NAFTA is important, although it remains a distant second-place concern for most Canadians - well behind the government's drive to gain public approval in an Oct. 26 referendum for a national constitutional unity package to keep Quebec a part of Canada. Some trade officials referred to NAFTA as "a sleeping tiger," according to the transcript, one that might imperil a Conservative reelection bid.

James Ramsay, chief of staff to Trade Minister Michael Wilson, was quoted in the transcript affirming efforts to list and track opponents and their comments by computer to systematically stifle their arguments with quick rebuttals. In the transcript, he also refers to free-trade opponents as "that old left-wing, crypto-communist, anti-free trade, NDP-Liberal con group." The reference is to the Liberal and New Democratic parties, which are the Conservatives' opposition at the federal level.

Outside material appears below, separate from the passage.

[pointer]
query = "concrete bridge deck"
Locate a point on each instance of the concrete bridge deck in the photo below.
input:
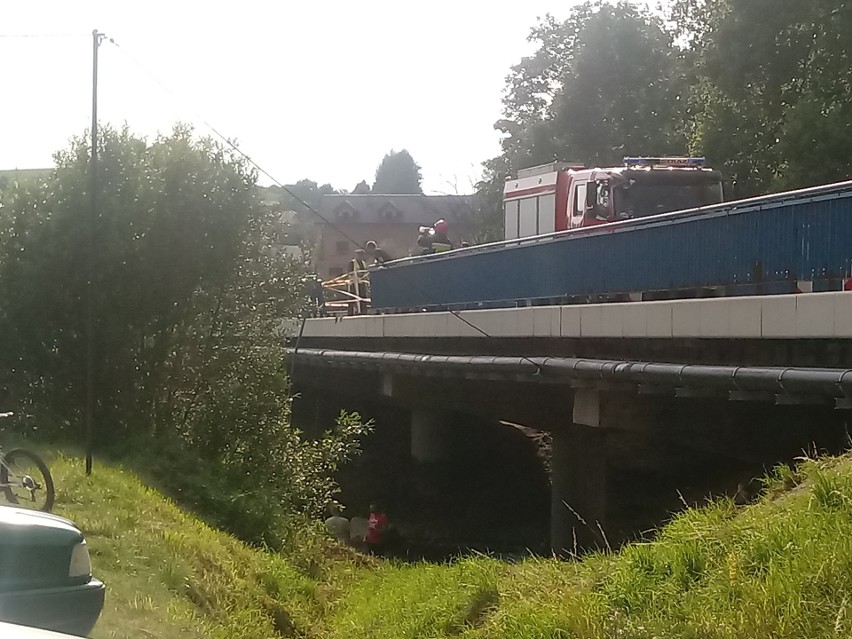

The Liberal Pa rty has not opposed NAFTA, but might favor renegotiating it; the NDP opposes it and the 1989 Canada-US Free Trade Agreement.

Besides targeting NAFTA opponents such as Canadian Labour Congress President Robert White and Council of Canadians chairwoman Maude Barlow, the transcript outraged opposition leaders with trade officials' references to the public as "empty heads to fill" with the pro-NAFTA message.

Liberal Member of Parliament Sheila Copps called the plan a "multi-million dollar smear campaign" and "McCarthyism," in comments during a House of Commons debate Monday.

A call for Mr. Ramsay's removal was refused by his boss, Mr. Wilson, who in Monday's heated question-and-answer session defended efforts to respond to NAFTA critics. He also called the transcript "a stolen document."

In the short run, the government is left in an awkward position, trying to mollify Liberal and NDP members of Parliament it has enlisted to help sell the constitutional unity package nationwide.

Though the embarrassment will pass, long-term government efforts to sell NAFTA may have been jeopardized, political observers say.

"What conservatives want to say is that NAFTA is not just our deal but one for all Canadians," says Jane Jenson, a political scientist at Carleton University in Ottawa. "But what is revealed is that this is a narrow partisan bid."

In addition, she says, the transcript seems to reveal a strong element of cynical, back-room deal-making that runs counter to a powerful trend in Canada toward openness in decision-making - one of the chief criticisms of the 1988 Meech Lake constitutional accord and one reason it was rejected in 1990. This is also a major criticism of NAFTA, which was negotiated largely out of public view, she says.

Others concur that if the constitutional debate ends in the next six weeks, the focus will turn to NAFTA. There, the transcripts will likely be used over and over again by NAFTA opponents leading up to the elections, says Philip Resnick, a political scientist at the University of British Columbia.

"It was such a partisan type of language, it could be used to say, `Hey, they've politicized the most senior levels of civil service,' " he says. "I don't think the tapes are going to make or break the deal, but they will weaken the government's ability to sell the deal between October and next spring."